Automated deduplication software exists, and several Berlin-based startups in the Adlershof technology park have been developing or reselling such tools since at least 2021. The challenge is integration. Berlin's institutions run on a patchwork of content management systems — some dating to the mid-2000s — that do not share metadata standards. An image catalogued under one convention at the Humboldt Forum on Museum Island cannot be automatically matched against its twin catalogued under a different convention at a district planning office in Tempelhof-Schöneberg.

Where the Pressure Is Building

The urgency is sharpening for two specific reasons. First, Berlin's proposed Open Data Masterplan, currently under Senate review, would require public institutions to publish image assets in accessible repositories by 2027. Publishing millions of duplicates would undermine the initiative's credibility from day one and impose indexing costs on whoever maintains the public-facing portal. Second, the BVG's ongoing infrastructure documentation project — photographically recording station renovation work at over 60 U-Bahn stations including Hermannplatz and Alexanderplatz — is generating roughly 12,000 new images per month. Without a deduplication pipeline baked into the workflow from the start, the archive will replicate the same structural problem within three years.
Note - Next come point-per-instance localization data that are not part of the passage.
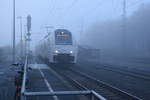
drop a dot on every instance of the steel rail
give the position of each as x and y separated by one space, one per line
107 85
25 93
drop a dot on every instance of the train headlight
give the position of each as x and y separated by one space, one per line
71 51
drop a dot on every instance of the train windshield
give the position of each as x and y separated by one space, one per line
63 37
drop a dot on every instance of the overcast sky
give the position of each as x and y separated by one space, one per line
72 14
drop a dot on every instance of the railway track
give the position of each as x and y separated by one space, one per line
85 82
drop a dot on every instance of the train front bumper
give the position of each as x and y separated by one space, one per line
64 58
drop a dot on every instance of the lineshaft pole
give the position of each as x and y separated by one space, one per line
14 49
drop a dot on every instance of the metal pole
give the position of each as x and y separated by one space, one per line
14 49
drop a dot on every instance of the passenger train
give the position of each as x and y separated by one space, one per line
58 46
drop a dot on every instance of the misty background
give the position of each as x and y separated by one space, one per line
95 23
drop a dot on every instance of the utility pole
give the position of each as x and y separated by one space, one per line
49 29
14 48
124 30
21 40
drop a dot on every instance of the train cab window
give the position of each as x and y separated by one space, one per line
63 37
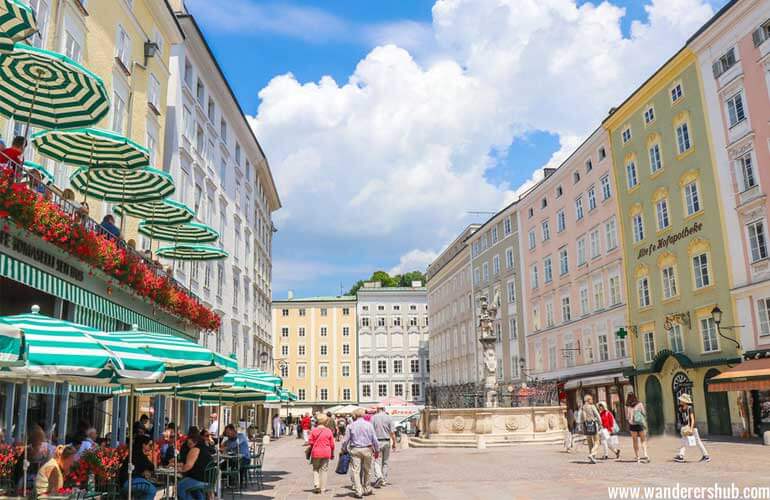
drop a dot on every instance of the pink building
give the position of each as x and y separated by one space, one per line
734 55
573 277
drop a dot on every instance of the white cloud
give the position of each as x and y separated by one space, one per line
414 260
400 150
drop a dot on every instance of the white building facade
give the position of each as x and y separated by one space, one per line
392 343
222 173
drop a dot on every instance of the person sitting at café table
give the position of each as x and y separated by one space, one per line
141 487
193 468
50 477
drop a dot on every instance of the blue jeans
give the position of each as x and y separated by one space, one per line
188 483
141 489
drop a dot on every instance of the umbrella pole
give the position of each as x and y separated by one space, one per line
132 410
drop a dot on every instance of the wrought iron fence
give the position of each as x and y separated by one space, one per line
472 395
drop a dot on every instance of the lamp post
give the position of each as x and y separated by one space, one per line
488 341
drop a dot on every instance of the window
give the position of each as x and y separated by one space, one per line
631 179
668 277
709 334
735 111
655 161
566 312
701 270
561 221
626 135
661 209
643 289
614 290
683 138
638 228
563 261
606 189
676 93
758 241
123 48
648 338
675 338
649 115
691 197
763 306
547 270
546 230
612 234
581 251
746 172
604 348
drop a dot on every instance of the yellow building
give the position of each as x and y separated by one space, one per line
315 349
127 44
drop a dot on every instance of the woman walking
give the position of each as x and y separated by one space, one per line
690 435
591 423
637 418
321 447
609 427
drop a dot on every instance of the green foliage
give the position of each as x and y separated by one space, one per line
389 281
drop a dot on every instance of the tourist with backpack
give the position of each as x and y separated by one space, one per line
636 415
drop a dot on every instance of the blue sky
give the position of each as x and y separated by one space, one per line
318 249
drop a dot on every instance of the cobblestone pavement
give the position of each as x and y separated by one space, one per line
522 472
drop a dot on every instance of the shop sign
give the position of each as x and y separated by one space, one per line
18 245
669 240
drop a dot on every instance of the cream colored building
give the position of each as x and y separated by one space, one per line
452 345
315 350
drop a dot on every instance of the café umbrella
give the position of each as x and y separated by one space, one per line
90 147
17 23
49 90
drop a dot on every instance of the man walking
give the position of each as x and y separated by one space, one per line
362 444
386 435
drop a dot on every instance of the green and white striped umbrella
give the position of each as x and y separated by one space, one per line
189 232
31 165
69 351
122 185
89 147
159 212
192 252
49 90
185 361
17 23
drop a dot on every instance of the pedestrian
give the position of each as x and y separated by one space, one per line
636 415
591 424
306 424
386 435
361 442
608 433
690 435
321 451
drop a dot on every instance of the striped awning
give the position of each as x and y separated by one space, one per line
88 147
190 232
192 252
123 185
66 350
17 23
49 90
158 212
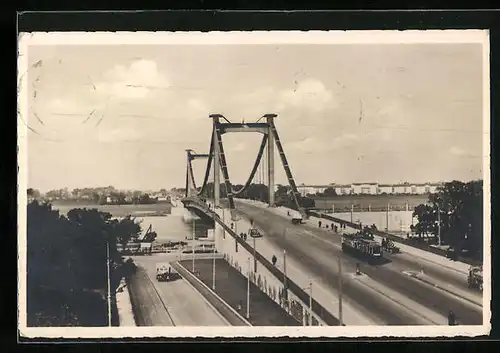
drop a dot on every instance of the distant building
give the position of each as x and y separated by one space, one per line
364 188
371 188
385 189
305 190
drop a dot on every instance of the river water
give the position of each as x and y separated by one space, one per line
176 226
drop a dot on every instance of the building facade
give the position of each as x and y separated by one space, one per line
371 189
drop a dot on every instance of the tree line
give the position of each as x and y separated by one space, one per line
260 192
455 215
67 264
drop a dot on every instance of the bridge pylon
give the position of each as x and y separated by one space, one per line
221 125
190 181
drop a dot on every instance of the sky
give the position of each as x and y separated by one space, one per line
123 115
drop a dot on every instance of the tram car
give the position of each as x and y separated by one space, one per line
475 278
362 247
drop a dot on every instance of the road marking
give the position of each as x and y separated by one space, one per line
416 277
396 301
321 239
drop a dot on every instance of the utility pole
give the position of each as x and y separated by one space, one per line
387 219
248 290
310 303
213 269
439 227
109 283
285 284
216 165
192 244
223 221
254 257
340 291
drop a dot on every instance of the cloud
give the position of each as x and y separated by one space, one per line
118 134
314 145
310 94
457 151
135 81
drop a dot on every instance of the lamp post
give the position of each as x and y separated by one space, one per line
248 290
310 303
340 291
254 256
285 284
192 244
439 227
109 283
213 268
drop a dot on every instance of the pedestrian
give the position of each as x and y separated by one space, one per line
358 270
451 318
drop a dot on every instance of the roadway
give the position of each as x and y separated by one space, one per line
319 250
149 309
185 305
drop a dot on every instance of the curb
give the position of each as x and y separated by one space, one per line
159 297
204 299
245 321
394 300
444 290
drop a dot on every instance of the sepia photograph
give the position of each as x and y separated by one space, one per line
254 184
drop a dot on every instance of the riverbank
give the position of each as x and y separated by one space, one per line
343 203
151 210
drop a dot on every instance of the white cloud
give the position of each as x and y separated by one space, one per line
310 94
457 151
118 134
135 81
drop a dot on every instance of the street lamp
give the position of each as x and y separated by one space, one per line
340 291
192 244
248 290
310 301
109 283
213 269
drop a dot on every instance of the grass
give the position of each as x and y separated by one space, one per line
117 210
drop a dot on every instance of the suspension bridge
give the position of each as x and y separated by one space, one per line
385 293
217 163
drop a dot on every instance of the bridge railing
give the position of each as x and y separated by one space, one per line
394 238
317 308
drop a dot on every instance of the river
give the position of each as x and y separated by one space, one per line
176 226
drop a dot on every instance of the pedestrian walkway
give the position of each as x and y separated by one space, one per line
231 286
425 255
322 293
149 309
124 306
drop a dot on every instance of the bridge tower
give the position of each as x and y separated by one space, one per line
221 125
190 181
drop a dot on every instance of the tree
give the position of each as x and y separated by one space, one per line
66 265
426 220
460 209
329 191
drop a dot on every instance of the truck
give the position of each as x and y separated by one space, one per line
165 272
296 217
475 278
362 247
255 233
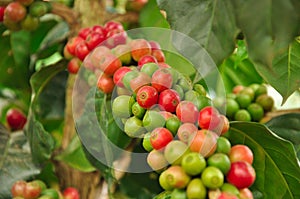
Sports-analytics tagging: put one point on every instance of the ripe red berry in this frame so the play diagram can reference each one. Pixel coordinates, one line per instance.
(32, 190)
(162, 79)
(105, 83)
(17, 189)
(93, 39)
(2, 8)
(160, 137)
(113, 25)
(72, 43)
(81, 50)
(186, 111)
(168, 100)
(15, 119)
(147, 96)
(74, 65)
(119, 74)
(139, 48)
(146, 59)
(84, 32)
(209, 118)
(15, 11)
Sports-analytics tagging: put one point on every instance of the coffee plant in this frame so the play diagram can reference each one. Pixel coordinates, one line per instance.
(149, 99)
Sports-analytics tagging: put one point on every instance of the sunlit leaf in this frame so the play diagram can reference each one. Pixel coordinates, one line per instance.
(210, 23)
(15, 160)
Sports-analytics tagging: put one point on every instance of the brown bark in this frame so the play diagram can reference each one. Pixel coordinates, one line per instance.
(85, 13)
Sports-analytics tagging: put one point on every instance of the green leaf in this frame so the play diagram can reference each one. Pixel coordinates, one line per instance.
(287, 126)
(40, 33)
(41, 142)
(74, 156)
(15, 160)
(285, 72)
(150, 16)
(9, 69)
(148, 187)
(238, 69)
(53, 93)
(20, 41)
(211, 23)
(163, 195)
(268, 30)
(274, 160)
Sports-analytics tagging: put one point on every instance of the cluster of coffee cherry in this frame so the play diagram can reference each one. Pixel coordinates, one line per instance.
(79, 46)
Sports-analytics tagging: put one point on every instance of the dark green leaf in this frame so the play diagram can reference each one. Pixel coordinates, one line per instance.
(164, 195)
(41, 142)
(9, 70)
(150, 16)
(274, 160)
(268, 30)
(287, 126)
(148, 187)
(74, 156)
(57, 34)
(284, 75)
(211, 23)
(53, 94)
(238, 69)
(15, 160)
(40, 33)
(19, 42)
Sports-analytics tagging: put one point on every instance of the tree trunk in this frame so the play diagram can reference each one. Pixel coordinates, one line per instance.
(88, 13)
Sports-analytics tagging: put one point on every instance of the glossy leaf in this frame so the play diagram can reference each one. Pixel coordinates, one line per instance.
(287, 126)
(40, 140)
(210, 23)
(274, 160)
(238, 69)
(268, 30)
(19, 42)
(148, 187)
(15, 160)
(150, 16)
(284, 75)
(12, 67)
(74, 156)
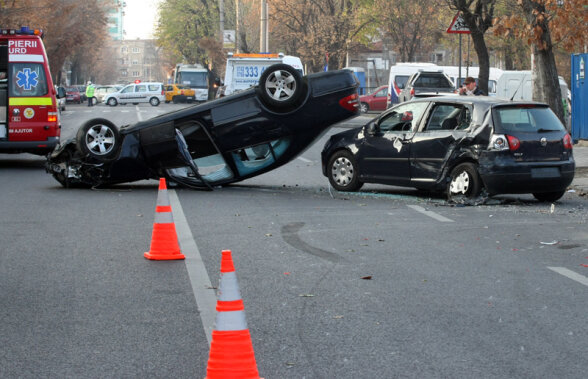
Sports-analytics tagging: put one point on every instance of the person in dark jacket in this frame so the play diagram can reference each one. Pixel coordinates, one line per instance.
(470, 88)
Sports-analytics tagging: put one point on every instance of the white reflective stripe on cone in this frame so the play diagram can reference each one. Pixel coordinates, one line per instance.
(162, 198)
(163, 218)
(228, 288)
(232, 320)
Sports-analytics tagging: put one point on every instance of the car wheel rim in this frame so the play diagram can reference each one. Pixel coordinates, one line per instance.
(343, 171)
(100, 139)
(280, 85)
(460, 184)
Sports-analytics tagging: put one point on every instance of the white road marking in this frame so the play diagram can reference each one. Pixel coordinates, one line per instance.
(304, 159)
(431, 214)
(570, 274)
(203, 293)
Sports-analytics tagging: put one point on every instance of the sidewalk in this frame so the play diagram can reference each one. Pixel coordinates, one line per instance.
(580, 182)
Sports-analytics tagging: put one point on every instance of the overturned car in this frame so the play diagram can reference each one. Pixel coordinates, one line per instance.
(215, 143)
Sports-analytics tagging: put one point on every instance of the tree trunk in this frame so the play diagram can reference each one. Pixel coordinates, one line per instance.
(546, 82)
(483, 59)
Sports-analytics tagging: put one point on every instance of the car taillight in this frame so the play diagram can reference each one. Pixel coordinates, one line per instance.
(568, 142)
(513, 143)
(351, 102)
(51, 116)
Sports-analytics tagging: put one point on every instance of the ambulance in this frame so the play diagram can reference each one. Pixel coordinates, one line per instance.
(29, 109)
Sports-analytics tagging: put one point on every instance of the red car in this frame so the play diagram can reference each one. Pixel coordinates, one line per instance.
(73, 95)
(375, 101)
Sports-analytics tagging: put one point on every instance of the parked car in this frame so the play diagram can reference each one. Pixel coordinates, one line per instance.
(73, 95)
(375, 101)
(218, 142)
(60, 91)
(103, 90)
(179, 93)
(426, 84)
(148, 92)
(458, 144)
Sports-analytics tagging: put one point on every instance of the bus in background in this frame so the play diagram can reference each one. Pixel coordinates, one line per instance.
(29, 109)
(243, 70)
(399, 74)
(195, 76)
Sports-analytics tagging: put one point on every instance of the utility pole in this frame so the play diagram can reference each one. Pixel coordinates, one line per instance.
(236, 26)
(221, 10)
(263, 29)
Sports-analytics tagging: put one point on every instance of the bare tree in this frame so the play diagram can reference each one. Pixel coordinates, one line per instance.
(477, 16)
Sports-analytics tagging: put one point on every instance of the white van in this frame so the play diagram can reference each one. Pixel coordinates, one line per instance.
(518, 85)
(243, 70)
(148, 92)
(453, 72)
(399, 74)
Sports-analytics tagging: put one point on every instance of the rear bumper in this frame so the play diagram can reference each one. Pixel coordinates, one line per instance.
(528, 177)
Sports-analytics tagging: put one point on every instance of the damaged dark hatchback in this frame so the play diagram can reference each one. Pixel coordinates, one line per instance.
(215, 143)
(464, 145)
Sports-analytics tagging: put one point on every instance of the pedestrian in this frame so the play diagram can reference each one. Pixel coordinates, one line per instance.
(90, 93)
(470, 88)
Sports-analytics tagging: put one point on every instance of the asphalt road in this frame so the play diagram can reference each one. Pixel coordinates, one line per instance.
(385, 283)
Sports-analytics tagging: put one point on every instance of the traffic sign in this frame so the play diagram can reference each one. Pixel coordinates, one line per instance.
(458, 25)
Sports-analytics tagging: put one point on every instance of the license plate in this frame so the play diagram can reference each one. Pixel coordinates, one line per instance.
(545, 172)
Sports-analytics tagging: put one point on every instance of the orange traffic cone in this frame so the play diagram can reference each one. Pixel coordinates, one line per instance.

For institutions still working through this manually, the practical calculus is brutal. The Zentral- und Landesbibliothek has reportedly been piloting a perceptual hashing approach — a technique that identifies visually similar images even when file names and metadata differ — with mixed results on historical photograph collections where image quality varies sharply across decades. Perceptual hashing tools are widely available open-source, but tuning them to tolerate legitimate variation without flagging genuine duplicates requires specialist input that most public cultural institutions in Berlin do not currently have on staff.

The path forward almost certainly runs through procurement rather than internal development. Berlin's Senate IT directorate has a framework agreement mechanism — the Rahmenvertrag system — that can fast-track software licensing across multiple departments simultaneously. Whether that mechanism gets applied to deduplication tooling before the 2027 Open Data deadline will determine whether Berlin publishes a coherent, searchable image commons or an expensive digital landfill.